Тогда быстрым движением он положил на карту линейку, напрямик соединив пункт, из которого они вышли, и место, где они перешли линию фронта.
— Взгляните, фрейлейн! — сказал он. — Если бы вы даже шли строго по компасу, через все кручи и овраги, то и в этом случае путь сократился бы всего на километр!..
Тоня молчала. Он снял очки и, неторопливо достав из кармана кусочек черной замши, начал старательно протирать стекла. Всем своим видом он показывал, что дает ей полную возможность подумать, собраться с мыслями и разъяснить наконец это досадное недоразумение. Он видел ее смущение, ощущал охватившую ее внутреннюю напряженность и, понимая, что неточности в объяснении могут быть результатом ее неопытности и волнения, все же присматривался к ней.
— Спросите Петреску, — сказала Тоня. — Мы шли очень быстро…
— Мы бежали! Мы бежали, господин Фолькенец! — раздался за ее спиной голос Петреску, который тихо вошел в комнату и стоял у двери.
Улыбка сбежала с лица Фолькенеца. Он строго взглянул мимо Тони в глубь комнаты и сухо осведомился:
— Как вы себя чувствуете, господин Петреску?
— Гораздо лучше! — Петреску подошел к столу, взял из раскрытой коробки сигарету и закурил.
Потом сел напротив Тони и дружески потрепал ее по плечу. Тоня сразу заметила, что повязку на его голове уже сменили. За эти сутки он явно пришел в себя, очевидно, успокоился, к тому же сильный организм брал свое.
— Что вы хотите от этой девушки, Фолькенец? Она достойна награды!
Фолькенец положил обе руки на карту и, тяжело опершись о стол, подался вперед.
— Я тоже восхищен мужеством фрейлейн, — проговорил он, не спуская глаз с лица Петреску. — Но меня интересуют некоторые детали. И, к сожалению, я не могу найти достаточно убедительное объяснение тому, как вы оба смогли пройти такой путь за столь короткое время.

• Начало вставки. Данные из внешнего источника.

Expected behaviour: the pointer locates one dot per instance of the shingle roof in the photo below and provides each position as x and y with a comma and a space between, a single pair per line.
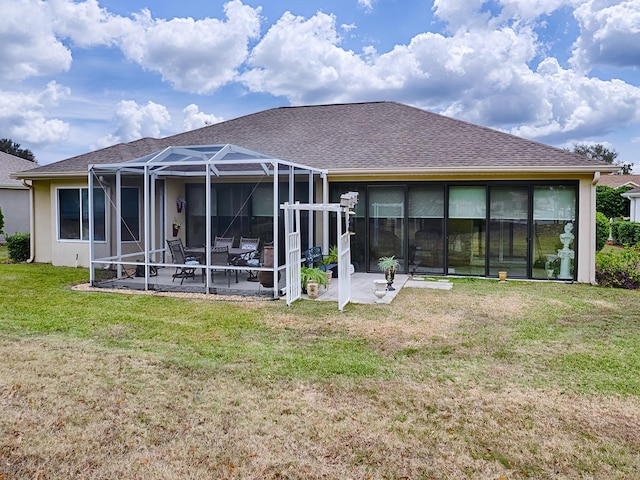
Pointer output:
11, 164
366, 137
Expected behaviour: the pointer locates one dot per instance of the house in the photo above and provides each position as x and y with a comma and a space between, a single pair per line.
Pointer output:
634, 200
14, 195
444, 196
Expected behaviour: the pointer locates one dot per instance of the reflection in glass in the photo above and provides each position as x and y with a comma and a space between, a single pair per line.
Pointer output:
467, 230
508, 230
386, 224
425, 229
553, 208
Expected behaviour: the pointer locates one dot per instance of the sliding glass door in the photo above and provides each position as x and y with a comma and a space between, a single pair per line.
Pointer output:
426, 229
508, 227
467, 230
386, 224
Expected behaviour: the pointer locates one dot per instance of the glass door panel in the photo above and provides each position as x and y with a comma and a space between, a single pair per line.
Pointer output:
554, 212
467, 230
386, 225
426, 229
508, 244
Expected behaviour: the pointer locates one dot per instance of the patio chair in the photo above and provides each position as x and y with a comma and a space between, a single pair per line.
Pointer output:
223, 242
220, 256
177, 252
247, 243
250, 257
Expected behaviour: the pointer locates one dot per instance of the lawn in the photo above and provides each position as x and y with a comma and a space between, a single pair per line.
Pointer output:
488, 380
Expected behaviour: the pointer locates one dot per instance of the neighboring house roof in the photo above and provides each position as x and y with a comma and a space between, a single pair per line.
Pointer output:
11, 164
616, 181
357, 138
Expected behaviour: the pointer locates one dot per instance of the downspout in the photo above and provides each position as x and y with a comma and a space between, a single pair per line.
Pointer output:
592, 231
32, 223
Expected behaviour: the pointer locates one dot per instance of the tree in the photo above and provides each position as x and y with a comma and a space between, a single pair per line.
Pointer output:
602, 153
12, 148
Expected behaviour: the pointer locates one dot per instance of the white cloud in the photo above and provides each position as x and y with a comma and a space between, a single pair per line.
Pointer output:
301, 59
194, 118
87, 24
197, 56
581, 106
134, 121
366, 4
29, 46
610, 34
23, 117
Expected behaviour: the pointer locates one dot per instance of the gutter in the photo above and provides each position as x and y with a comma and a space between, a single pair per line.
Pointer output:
471, 170
32, 223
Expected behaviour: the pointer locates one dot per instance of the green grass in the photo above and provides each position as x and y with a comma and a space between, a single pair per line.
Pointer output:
37, 300
577, 338
488, 380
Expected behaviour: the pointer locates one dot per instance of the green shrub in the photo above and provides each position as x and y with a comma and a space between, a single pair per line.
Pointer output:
619, 269
626, 233
610, 201
308, 274
18, 246
602, 230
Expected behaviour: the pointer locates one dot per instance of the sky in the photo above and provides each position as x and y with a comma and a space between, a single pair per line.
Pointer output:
76, 76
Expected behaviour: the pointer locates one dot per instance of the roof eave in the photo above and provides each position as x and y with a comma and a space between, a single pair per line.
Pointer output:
466, 171
47, 175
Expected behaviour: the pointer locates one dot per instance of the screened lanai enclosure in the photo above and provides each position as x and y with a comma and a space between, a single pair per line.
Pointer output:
203, 219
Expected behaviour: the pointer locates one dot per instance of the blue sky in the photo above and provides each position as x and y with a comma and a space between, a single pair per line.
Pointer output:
81, 75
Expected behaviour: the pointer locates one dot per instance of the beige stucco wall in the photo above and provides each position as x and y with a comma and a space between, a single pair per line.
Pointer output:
14, 202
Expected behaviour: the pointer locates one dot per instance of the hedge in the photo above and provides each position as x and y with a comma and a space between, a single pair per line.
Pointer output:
18, 246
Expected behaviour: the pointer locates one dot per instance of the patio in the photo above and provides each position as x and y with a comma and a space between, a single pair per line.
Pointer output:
225, 284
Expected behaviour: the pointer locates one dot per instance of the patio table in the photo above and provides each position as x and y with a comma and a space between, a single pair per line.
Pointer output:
234, 257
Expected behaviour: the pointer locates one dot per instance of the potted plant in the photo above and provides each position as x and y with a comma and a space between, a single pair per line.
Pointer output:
389, 265
308, 274
329, 262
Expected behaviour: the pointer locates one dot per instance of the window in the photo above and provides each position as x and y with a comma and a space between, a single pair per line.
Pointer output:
130, 213
73, 214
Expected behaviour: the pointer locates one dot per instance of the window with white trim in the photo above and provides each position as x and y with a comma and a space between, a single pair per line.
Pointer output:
73, 214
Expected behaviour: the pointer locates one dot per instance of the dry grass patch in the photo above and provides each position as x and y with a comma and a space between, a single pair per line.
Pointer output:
102, 415
489, 381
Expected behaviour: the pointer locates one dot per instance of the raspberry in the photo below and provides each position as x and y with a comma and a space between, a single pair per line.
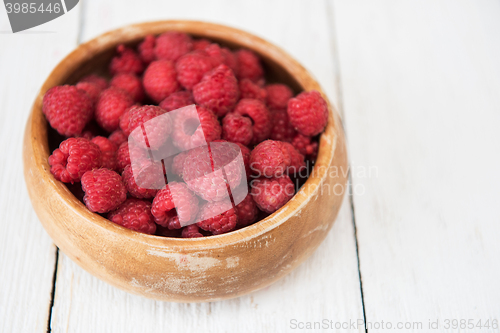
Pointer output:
127, 61
172, 45
260, 116
221, 55
194, 127
191, 67
176, 196
177, 100
108, 152
217, 217
165, 232
125, 119
278, 95
111, 105
245, 152
217, 91
308, 113
135, 215
270, 194
282, 129
104, 190
67, 109
237, 128
296, 159
270, 159
160, 80
117, 137
305, 146
201, 44
209, 169
99, 81
178, 163
248, 89
91, 89
147, 49
247, 211
73, 158
89, 131
129, 83
157, 131
249, 66
150, 174
123, 157
191, 231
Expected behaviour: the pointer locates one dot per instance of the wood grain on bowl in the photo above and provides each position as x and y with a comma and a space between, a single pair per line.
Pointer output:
186, 270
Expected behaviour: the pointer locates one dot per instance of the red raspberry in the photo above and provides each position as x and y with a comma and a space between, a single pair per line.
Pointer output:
194, 127
278, 96
245, 152
123, 155
111, 105
305, 146
177, 100
247, 211
160, 80
178, 163
157, 131
73, 158
150, 174
172, 45
130, 83
237, 128
117, 137
201, 44
221, 55
67, 109
296, 159
90, 131
91, 89
217, 91
249, 66
108, 152
191, 67
175, 196
308, 113
270, 159
260, 116
134, 214
217, 217
99, 81
191, 231
125, 119
104, 190
282, 129
147, 49
248, 89
127, 61
208, 170
270, 194
165, 232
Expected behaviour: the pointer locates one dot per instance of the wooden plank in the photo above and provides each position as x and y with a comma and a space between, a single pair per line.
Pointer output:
326, 286
420, 84
27, 255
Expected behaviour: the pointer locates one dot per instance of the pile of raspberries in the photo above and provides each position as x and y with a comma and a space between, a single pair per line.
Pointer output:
275, 132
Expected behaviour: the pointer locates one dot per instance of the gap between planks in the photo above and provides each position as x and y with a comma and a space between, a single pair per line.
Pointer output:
340, 106
79, 36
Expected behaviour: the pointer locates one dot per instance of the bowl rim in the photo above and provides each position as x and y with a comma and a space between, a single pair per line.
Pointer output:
134, 32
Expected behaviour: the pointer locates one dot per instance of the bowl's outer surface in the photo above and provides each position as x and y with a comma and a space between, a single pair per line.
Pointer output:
186, 270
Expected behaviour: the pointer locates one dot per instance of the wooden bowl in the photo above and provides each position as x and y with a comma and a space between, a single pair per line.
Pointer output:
186, 270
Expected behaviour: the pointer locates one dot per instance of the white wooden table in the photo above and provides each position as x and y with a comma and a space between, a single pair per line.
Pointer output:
417, 240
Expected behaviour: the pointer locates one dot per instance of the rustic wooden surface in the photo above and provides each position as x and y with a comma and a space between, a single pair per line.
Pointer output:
417, 83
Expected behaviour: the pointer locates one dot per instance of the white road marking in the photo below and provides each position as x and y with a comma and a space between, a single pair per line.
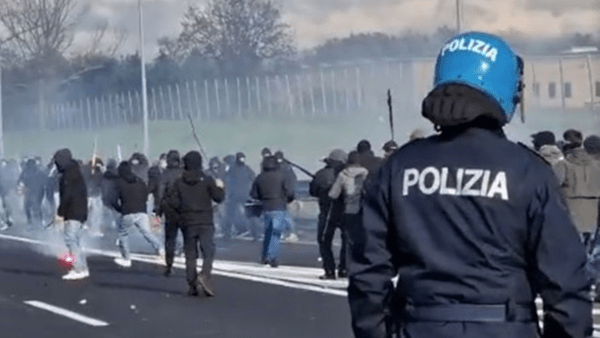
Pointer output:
312, 284
66, 313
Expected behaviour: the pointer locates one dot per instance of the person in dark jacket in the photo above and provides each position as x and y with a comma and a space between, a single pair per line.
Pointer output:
6, 186
239, 180
33, 181
542, 138
72, 210
271, 187
367, 158
291, 234
154, 174
140, 165
132, 194
191, 197
473, 225
109, 194
330, 214
216, 170
172, 227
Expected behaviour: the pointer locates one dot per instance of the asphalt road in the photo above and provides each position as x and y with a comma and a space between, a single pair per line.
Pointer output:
251, 300
140, 302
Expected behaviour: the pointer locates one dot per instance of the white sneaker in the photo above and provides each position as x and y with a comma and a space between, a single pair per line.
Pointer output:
293, 238
161, 257
126, 263
74, 275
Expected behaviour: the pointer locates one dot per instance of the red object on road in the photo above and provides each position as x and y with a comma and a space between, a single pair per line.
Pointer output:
66, 260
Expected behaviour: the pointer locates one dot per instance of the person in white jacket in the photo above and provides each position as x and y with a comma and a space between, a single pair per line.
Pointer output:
349, 184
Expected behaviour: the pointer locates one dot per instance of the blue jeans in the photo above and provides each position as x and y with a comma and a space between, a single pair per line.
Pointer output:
72, 240
275, 223
142, 222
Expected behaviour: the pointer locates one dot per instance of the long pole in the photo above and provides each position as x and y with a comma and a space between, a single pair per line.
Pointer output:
591, 81
458, 24
1, 118
144, 94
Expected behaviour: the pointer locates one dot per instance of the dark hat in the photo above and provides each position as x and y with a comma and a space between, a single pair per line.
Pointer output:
363, 146
337, 155
592, 145
173, 158
353, 157
390, 146
573, 136
192, 160
265, 152
543, 138
229, 159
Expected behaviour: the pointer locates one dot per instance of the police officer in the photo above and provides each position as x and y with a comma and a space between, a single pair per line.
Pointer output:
474, 225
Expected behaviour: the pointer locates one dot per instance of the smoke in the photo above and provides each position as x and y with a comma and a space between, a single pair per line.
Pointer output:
315, 21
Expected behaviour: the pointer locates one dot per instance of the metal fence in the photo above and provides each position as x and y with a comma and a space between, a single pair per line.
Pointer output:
321, 92
309, 94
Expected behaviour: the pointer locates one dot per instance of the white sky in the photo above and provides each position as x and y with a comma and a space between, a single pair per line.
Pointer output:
314, 21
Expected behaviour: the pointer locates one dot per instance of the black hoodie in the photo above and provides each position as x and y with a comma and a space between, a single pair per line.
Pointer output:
167, 179
132, 192
272, 186
109, 183
71, 188
192, 194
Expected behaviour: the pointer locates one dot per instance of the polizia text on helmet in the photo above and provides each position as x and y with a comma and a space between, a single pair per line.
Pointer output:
474, 45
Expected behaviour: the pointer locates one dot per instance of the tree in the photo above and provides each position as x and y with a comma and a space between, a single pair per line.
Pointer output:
43, 28
238, 34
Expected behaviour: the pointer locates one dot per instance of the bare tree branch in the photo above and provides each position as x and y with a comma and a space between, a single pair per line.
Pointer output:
238, 34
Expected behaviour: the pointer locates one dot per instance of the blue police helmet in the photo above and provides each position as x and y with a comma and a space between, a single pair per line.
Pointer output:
484, 62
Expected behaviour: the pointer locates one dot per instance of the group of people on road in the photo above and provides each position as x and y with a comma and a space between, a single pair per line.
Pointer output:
471, 226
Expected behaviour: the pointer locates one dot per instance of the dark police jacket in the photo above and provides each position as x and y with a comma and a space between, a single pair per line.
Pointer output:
191, 198
468, 218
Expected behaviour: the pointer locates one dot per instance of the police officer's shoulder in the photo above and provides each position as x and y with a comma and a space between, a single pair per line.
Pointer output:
535, 153
413, 143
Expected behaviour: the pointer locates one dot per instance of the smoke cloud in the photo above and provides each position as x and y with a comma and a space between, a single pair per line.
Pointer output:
315, 21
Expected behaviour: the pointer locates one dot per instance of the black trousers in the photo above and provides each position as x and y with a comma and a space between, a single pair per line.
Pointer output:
194, 237
171, 230
33, 208
328, 222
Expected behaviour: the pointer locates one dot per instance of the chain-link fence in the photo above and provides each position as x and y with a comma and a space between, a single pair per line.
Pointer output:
567, 82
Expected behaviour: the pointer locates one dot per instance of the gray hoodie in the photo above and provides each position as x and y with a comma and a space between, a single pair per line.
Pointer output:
349, 182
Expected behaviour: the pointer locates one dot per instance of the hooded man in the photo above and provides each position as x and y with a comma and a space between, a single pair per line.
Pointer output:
191, 197
238, 183
289, 173
580, 178
542, 138
172, 227
6, 186
130, 202
72, 210
573, 140
110, 178
473, 226
140, 166
330, 213
272, 188
366, 157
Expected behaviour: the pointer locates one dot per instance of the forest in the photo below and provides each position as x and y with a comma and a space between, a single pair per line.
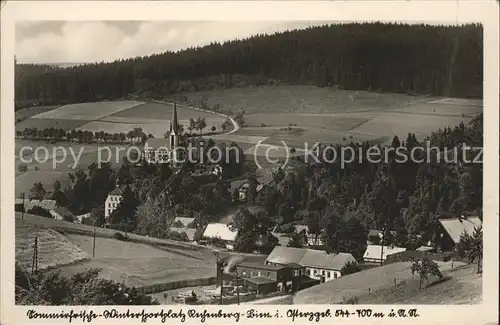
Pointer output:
399, 58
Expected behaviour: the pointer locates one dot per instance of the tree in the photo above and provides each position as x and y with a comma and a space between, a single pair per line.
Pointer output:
296, 240
37, 192
349, 268
425, 267
471, 247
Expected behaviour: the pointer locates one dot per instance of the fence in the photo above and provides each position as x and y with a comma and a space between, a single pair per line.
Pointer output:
160, 287
409, 255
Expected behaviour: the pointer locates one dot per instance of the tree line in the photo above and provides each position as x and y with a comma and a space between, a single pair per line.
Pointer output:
401, 58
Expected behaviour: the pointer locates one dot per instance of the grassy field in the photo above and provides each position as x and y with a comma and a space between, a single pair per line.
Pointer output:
461, 286
301, 99
137, 264
362, 284
27, 112
54, 249
87, 111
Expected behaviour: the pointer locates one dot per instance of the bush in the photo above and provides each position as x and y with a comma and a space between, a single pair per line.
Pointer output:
120, 236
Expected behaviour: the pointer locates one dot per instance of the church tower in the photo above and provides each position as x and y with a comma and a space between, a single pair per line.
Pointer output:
174, 130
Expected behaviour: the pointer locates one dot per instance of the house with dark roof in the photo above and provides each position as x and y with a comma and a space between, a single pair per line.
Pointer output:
317, 264
112, 201
449, 228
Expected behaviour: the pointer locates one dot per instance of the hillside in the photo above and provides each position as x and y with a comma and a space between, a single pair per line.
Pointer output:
366, 56
54, 249
461, 285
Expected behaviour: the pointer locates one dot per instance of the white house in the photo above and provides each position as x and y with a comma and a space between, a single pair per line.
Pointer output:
221, 231
318, 264
114, 198
375, 253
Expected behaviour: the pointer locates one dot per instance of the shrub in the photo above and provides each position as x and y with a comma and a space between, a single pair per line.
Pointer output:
349, 268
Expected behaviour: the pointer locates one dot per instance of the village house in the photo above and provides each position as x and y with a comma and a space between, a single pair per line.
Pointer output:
378, 254
263, 278
222, 233
112, 201
317, 264
447, 232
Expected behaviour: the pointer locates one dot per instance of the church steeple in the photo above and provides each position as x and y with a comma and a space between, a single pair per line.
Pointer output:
174, 128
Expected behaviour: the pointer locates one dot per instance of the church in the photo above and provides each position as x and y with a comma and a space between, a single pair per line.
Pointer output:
161, 151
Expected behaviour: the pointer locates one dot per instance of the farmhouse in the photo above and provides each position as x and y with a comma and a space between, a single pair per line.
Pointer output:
378, 253
264, 278
449, 228
317, 264
221, 232
160, 151
114, 198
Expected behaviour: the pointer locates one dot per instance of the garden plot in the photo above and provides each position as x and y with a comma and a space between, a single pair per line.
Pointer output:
137, 264
87, 111
324, 121
400, 124
43, 123
441, 109
301, 99
54, 249
110, 127
24, 182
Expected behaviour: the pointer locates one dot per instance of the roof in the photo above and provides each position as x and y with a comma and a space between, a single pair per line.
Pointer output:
46, 204
260, 266
260, 280
185, 221
220, 230
116, 191
373, 251
300, 228
455, 226
157, 143
283, 240
189, 232
309, 258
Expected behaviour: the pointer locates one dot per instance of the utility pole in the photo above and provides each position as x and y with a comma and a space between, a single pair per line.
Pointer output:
24, 206
382, 246
34, 265
93, 246
237, 288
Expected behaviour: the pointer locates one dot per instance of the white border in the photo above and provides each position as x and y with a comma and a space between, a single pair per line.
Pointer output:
485, 12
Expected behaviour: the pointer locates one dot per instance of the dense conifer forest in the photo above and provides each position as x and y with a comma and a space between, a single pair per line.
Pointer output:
412, 59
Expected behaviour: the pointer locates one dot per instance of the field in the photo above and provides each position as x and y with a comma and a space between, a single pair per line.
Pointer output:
461, 286
363, 284
137, 264
54, 249
306, 114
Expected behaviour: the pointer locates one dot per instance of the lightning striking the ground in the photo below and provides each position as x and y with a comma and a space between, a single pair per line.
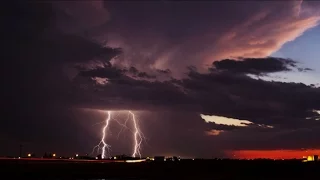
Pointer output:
138, 136
105, 147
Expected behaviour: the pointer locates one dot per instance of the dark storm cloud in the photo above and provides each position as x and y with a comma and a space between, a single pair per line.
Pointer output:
178, 34
38, 94
255, 66
36, 91
284, 106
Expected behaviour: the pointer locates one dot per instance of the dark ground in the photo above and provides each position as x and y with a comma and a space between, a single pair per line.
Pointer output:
198, 169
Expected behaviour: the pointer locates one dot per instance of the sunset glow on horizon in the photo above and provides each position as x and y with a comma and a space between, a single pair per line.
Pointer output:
272, 154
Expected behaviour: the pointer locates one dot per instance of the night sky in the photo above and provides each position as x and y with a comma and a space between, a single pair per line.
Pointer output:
205, 79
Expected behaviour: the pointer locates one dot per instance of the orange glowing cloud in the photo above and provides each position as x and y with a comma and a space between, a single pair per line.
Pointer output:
272, 154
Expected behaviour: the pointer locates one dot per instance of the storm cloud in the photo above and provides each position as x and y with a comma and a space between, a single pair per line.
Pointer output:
171, 61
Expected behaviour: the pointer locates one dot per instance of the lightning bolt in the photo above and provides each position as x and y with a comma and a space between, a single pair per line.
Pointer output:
105, 147
138, 136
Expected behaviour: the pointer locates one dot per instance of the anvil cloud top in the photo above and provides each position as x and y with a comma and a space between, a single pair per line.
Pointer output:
225, 77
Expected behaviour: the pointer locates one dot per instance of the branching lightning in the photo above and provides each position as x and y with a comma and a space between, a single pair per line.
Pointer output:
138, 136
105, 147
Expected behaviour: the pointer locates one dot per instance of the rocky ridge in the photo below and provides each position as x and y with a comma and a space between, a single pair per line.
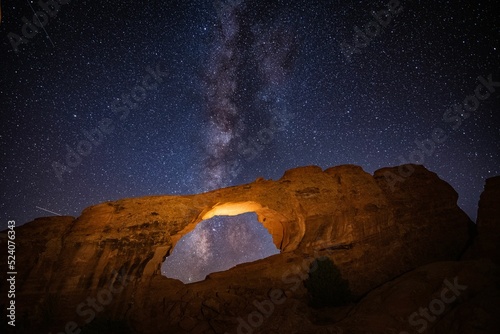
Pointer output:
396, 244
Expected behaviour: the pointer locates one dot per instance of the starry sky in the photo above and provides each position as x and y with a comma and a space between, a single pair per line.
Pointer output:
110, 99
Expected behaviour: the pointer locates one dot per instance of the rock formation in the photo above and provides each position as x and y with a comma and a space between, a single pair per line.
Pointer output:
103, 268
488, 223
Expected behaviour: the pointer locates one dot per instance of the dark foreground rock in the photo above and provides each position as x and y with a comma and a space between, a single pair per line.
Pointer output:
101, 272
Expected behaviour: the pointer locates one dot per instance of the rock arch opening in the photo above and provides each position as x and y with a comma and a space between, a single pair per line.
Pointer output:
225, 236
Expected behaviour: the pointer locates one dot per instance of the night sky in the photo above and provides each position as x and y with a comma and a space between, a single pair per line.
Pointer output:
114, 99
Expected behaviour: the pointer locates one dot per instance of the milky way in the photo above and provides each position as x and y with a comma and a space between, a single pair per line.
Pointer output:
231, 97
248, 89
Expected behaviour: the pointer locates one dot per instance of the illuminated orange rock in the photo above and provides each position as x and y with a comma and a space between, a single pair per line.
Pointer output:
371, 232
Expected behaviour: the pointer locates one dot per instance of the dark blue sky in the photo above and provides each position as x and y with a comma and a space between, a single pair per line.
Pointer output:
226, 73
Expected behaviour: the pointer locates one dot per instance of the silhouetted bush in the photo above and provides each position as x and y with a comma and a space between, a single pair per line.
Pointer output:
325, 284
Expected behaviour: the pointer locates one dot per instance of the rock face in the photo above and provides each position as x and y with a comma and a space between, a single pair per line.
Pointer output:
488, 223
103, 268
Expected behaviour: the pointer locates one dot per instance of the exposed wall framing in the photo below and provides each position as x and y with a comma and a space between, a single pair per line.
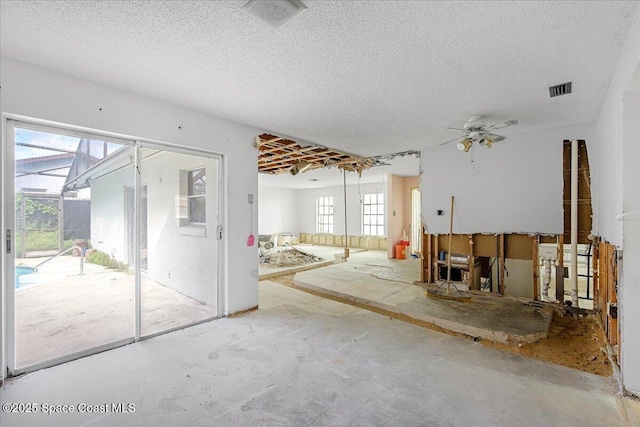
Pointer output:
605, 288
278, 155
501, 246
585, 212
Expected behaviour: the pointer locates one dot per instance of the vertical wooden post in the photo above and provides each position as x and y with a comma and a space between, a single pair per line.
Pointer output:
594, 273
427, 259
472, 265
560, 271
502, 258
536, 268
611, 293
436, 245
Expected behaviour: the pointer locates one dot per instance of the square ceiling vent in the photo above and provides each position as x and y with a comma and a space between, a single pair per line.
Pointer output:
558, 90
274, 13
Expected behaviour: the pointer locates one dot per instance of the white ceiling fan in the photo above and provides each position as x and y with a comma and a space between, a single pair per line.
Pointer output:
476, 130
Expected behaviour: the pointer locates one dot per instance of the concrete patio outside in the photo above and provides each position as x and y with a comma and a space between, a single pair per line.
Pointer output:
72, 312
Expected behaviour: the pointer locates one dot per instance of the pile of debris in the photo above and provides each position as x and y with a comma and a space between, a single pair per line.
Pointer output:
288, 258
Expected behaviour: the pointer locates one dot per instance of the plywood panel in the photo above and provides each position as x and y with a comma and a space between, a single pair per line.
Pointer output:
485, 245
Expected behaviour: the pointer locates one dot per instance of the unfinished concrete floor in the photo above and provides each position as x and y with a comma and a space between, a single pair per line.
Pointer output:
373, 281
302, 360
71, 313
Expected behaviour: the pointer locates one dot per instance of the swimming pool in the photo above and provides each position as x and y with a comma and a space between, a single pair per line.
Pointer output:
21, 271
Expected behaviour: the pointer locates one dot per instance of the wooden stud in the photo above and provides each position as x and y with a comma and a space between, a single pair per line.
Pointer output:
560, 270
436, 257
594, 273
297, 154
449, 250
427, 261
536, 268
611, 293
502, 258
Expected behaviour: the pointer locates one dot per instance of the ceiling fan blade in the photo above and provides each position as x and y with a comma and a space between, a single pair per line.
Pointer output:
503, 124
452, 140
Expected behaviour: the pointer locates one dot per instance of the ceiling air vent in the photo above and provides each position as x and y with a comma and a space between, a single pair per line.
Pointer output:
557, 90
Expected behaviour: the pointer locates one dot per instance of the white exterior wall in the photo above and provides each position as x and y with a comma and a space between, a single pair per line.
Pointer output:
513, 187
618, 144
278, 211
35, 92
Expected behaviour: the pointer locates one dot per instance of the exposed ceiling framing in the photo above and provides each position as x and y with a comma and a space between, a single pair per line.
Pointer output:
278, 155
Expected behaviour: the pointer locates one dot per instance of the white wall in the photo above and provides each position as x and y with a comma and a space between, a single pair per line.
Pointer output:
395, 212
618, 183
182, 257
513, 187
108, 213
278, 210
42, 94
307, 202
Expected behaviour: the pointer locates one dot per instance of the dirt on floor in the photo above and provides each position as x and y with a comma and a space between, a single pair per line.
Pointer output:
575, 342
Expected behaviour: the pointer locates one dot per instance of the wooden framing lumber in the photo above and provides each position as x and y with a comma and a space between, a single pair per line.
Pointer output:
534, 262
472, 265
277, 155
560, 270
502, 258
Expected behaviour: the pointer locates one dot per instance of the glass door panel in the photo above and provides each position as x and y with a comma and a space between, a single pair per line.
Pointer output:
179, 246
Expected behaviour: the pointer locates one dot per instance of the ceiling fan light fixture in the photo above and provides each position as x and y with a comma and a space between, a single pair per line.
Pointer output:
464, 145
486, 141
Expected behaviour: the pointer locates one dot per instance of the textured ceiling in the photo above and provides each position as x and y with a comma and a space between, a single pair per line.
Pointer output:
368, 78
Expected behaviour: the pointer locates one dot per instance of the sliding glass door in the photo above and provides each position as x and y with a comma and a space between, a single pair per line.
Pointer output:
108, 241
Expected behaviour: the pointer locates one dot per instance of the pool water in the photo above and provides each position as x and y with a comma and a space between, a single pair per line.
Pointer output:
21, 271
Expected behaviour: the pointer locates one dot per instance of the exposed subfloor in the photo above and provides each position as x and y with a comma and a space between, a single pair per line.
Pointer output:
70, 313
373, 281
305, 360
327, 253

— Я же сказал — мы почти бежали! — внимательно посмотрев на Тоню, сказал Петреску. — Я уже обо всем доложил генералу Зонтагу…
Фолькенец усмехнулся:
— Мне известно, о чем вы сообщили генералу. Не будем сейчас говорить об этом. Мой служебный долг — тщательная проверка. Мне кажется, что фрейлейн все же не совсем точна в своем рассказе. Вы не могли…
Петреску встал.
— Этот путь я прошел сам, господин полковник! — перебил он полковника. — Если вы ставите под сомнение фрейлейн, то тем самым…
Фолькенец вскинул руки:
— Это уже крайности! Я глубоко уважаю вас, майор, за ваше мужество…
Петреску сухо кивнул.
— Я еду в Одессу со специальным поручением генерала Зонтага. Он разрешил мне захватить с собой фрейлейн и доставить ее к сестре… Ну, собирайся! — прибавил он по-русски, обращаясь к Тоне.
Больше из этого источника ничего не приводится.